Even after their escape, NANS noted that the assailants maintained control of the highway, abducting other travellers, with no security personnel present during the ordeal. The students also observed an empty bus abandoned in the bush, suggesting another attempted abduction had occurred.
NANS described the ambush as part of a nationwide pattern of unchecked highway criminality, pointing to recent attacks in Kogi and Kwara states involving senior government officials and passengers.
The student body held the Inspector General of Police accountable for the failure to secure travellers, calling it a “glaring and unacceptable collapse of intelligence gathering, highway patrol, surveillance coordination, and rapid response mechanisms.”

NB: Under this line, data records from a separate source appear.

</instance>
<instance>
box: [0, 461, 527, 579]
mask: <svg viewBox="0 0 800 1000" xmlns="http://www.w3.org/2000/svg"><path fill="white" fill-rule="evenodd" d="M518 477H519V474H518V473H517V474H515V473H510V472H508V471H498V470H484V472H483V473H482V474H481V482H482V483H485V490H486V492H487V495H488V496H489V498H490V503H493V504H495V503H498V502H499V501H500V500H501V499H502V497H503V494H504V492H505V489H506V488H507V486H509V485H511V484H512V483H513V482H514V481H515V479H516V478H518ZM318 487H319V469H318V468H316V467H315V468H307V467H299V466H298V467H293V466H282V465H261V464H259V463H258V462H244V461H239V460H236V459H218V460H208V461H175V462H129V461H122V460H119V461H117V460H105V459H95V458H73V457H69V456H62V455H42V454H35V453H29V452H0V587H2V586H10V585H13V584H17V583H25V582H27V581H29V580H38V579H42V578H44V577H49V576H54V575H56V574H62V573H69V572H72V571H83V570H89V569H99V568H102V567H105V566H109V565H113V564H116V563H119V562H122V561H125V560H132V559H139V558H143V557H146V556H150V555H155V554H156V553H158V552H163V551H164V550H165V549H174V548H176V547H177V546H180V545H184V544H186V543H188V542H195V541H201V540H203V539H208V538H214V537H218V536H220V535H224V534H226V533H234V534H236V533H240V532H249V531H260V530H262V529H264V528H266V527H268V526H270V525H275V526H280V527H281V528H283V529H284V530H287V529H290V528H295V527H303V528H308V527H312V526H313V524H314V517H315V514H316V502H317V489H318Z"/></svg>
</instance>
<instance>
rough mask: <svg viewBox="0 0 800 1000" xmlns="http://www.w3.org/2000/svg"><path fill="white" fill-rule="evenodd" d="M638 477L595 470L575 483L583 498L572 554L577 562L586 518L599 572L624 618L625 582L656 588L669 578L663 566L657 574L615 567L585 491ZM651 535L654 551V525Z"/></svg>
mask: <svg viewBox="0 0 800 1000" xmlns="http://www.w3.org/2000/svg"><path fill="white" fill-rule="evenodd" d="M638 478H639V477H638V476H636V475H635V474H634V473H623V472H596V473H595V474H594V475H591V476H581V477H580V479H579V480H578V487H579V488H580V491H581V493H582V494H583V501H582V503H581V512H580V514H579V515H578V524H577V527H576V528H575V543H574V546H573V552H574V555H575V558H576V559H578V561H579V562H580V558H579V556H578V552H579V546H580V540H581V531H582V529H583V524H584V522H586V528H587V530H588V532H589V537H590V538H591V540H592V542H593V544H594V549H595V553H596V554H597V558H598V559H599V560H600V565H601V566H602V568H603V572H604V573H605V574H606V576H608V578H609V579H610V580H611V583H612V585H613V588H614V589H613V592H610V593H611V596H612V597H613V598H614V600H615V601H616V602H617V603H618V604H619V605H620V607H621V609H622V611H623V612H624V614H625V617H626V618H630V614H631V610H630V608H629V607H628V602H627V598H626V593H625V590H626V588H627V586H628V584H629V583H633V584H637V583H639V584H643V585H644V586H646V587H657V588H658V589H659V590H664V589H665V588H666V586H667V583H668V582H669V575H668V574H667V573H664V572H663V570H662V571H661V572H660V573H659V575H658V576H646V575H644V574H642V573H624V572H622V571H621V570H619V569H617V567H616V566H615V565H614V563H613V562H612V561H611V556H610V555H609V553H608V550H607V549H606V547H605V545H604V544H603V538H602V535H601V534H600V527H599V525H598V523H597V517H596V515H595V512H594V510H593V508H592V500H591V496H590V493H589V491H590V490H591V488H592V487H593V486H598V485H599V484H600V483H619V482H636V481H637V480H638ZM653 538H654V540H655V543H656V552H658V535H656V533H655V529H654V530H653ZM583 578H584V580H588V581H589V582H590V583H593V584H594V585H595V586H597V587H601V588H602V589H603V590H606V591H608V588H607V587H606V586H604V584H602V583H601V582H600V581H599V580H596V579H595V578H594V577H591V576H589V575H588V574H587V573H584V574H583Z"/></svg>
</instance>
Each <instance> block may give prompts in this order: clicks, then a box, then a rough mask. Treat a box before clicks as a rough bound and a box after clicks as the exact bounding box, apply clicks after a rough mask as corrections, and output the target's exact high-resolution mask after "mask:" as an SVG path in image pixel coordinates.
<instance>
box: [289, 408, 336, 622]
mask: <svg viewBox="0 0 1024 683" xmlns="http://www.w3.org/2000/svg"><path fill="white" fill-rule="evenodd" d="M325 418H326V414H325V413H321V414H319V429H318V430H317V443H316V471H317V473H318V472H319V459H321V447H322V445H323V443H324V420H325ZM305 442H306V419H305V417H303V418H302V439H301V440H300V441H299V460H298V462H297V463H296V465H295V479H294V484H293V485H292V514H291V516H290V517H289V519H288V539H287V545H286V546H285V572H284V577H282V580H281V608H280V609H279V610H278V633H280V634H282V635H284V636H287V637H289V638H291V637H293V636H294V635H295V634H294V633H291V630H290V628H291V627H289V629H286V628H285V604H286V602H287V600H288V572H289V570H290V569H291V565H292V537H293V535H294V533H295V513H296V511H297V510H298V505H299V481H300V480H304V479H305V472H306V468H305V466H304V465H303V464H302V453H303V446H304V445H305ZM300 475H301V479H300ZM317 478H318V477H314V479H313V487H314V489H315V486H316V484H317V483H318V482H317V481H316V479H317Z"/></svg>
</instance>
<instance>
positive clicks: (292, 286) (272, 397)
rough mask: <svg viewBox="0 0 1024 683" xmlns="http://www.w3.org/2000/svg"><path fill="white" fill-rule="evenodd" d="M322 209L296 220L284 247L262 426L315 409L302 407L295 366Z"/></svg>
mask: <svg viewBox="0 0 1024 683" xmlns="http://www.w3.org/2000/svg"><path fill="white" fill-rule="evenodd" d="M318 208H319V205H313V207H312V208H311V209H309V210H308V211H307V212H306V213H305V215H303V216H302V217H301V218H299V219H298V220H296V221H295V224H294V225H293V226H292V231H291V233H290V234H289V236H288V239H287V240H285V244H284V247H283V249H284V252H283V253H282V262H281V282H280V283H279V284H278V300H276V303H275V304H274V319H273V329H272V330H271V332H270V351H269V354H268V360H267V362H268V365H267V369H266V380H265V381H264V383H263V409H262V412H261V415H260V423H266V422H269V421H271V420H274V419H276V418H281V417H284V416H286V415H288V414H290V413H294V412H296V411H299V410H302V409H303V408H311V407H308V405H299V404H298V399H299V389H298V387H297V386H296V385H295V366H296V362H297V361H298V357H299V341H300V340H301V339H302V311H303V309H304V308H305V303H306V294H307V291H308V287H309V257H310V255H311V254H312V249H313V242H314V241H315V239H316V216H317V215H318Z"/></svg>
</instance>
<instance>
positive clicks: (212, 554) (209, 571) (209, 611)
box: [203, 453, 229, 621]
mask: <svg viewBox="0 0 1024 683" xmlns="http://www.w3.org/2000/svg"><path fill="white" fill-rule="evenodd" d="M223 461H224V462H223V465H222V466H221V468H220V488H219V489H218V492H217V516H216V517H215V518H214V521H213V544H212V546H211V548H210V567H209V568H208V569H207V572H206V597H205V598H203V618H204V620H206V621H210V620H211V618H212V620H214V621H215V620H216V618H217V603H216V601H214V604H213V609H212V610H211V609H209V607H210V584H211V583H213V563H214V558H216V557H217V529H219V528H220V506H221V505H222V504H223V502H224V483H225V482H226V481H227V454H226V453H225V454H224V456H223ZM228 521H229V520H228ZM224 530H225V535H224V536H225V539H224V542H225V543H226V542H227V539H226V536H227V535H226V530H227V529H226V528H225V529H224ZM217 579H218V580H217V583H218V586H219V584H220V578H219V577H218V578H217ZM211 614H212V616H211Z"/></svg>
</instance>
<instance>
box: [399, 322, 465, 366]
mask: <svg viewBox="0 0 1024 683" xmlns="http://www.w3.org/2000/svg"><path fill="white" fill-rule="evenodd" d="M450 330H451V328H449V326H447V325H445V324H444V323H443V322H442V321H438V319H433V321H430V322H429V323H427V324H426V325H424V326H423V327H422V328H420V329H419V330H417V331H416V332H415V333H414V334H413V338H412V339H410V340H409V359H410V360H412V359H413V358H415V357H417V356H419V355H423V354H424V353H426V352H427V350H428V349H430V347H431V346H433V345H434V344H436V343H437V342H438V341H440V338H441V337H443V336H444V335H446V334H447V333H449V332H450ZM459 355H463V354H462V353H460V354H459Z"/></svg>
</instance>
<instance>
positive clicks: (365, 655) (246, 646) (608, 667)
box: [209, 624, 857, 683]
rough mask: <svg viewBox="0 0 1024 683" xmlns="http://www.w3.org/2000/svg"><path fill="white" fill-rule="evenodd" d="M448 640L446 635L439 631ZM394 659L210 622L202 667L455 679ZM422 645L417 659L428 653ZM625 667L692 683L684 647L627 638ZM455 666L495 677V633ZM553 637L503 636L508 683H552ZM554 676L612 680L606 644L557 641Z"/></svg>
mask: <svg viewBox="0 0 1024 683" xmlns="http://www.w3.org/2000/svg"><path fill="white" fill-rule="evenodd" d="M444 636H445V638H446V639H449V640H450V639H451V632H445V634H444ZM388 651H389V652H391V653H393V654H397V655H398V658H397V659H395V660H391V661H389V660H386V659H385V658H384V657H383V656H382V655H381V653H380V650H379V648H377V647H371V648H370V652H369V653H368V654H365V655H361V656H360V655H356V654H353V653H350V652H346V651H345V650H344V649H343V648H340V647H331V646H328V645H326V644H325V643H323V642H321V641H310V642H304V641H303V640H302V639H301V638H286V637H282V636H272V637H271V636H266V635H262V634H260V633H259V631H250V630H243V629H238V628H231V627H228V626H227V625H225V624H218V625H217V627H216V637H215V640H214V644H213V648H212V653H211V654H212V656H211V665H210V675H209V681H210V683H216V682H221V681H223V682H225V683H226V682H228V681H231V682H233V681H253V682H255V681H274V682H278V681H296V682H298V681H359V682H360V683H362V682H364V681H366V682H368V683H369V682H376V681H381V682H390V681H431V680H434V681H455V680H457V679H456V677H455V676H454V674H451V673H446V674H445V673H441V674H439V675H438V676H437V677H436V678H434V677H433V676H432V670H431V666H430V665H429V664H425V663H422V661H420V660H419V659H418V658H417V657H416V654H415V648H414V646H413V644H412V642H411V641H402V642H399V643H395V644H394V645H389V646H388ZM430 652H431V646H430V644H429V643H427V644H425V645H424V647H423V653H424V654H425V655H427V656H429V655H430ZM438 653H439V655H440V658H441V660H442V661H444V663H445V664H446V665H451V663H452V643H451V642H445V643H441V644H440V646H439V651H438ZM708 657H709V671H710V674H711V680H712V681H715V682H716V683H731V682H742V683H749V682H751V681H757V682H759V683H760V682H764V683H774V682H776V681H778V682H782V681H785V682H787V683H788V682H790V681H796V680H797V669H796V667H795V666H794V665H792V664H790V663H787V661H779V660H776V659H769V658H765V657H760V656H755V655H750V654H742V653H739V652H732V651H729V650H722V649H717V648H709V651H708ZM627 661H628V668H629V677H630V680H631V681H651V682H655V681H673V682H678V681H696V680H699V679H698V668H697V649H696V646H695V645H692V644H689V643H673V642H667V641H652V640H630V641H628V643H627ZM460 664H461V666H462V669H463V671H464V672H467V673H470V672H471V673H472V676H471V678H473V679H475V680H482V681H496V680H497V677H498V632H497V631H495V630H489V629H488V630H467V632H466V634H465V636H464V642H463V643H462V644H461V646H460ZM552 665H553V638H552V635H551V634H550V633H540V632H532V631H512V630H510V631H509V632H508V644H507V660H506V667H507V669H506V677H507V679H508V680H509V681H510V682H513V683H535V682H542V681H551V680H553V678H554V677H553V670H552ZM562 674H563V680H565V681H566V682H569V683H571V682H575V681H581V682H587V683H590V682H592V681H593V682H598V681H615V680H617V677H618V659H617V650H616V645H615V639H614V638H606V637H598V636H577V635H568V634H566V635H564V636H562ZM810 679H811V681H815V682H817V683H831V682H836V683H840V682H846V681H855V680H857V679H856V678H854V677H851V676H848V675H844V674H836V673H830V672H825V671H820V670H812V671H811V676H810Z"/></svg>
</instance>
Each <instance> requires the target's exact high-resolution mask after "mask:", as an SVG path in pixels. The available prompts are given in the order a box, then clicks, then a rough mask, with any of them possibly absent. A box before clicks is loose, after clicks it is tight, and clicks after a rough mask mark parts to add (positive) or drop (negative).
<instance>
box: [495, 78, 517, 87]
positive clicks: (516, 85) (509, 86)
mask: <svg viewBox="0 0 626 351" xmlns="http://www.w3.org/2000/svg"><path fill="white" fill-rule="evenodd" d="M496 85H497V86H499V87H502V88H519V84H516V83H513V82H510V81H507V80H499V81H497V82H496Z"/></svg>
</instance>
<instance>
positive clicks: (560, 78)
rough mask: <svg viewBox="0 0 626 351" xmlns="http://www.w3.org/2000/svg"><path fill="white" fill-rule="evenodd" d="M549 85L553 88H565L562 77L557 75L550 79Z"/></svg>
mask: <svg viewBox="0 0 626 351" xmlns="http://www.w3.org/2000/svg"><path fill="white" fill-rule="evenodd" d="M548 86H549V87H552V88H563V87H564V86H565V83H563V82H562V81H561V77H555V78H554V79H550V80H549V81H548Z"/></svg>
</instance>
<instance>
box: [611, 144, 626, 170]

The council demanded immediate measures to restore safety along federal roads, warning that students may mobilise constitutionally to demand accountability if urgent action is not taken at known flashpoints such as the Ilesa axis.
“This is not merely an unfortunate incident. It is a glaring and unacceptable collapse of intelligence gathering, highway patrol, surveillance coordination, and rapid response mechanisms.
“The Inspector General of Police has failed spectacularly. Armed criminals can dominate a federal highway for hours without resistance, signalling systemic insecurity.
“We refuse to normalise this level of insecurity. Nigerian students cannot continue to travel in fear while those constitutionally empowered to protect lives are conspicuously absent.
“If urgent, decisive action is not taken to secure known flashpoints such as the Ilesa axis and other major highways, students across all campuses will be compelled to mobilise democratically and constitutionally to demand accountability,” the statement concluded.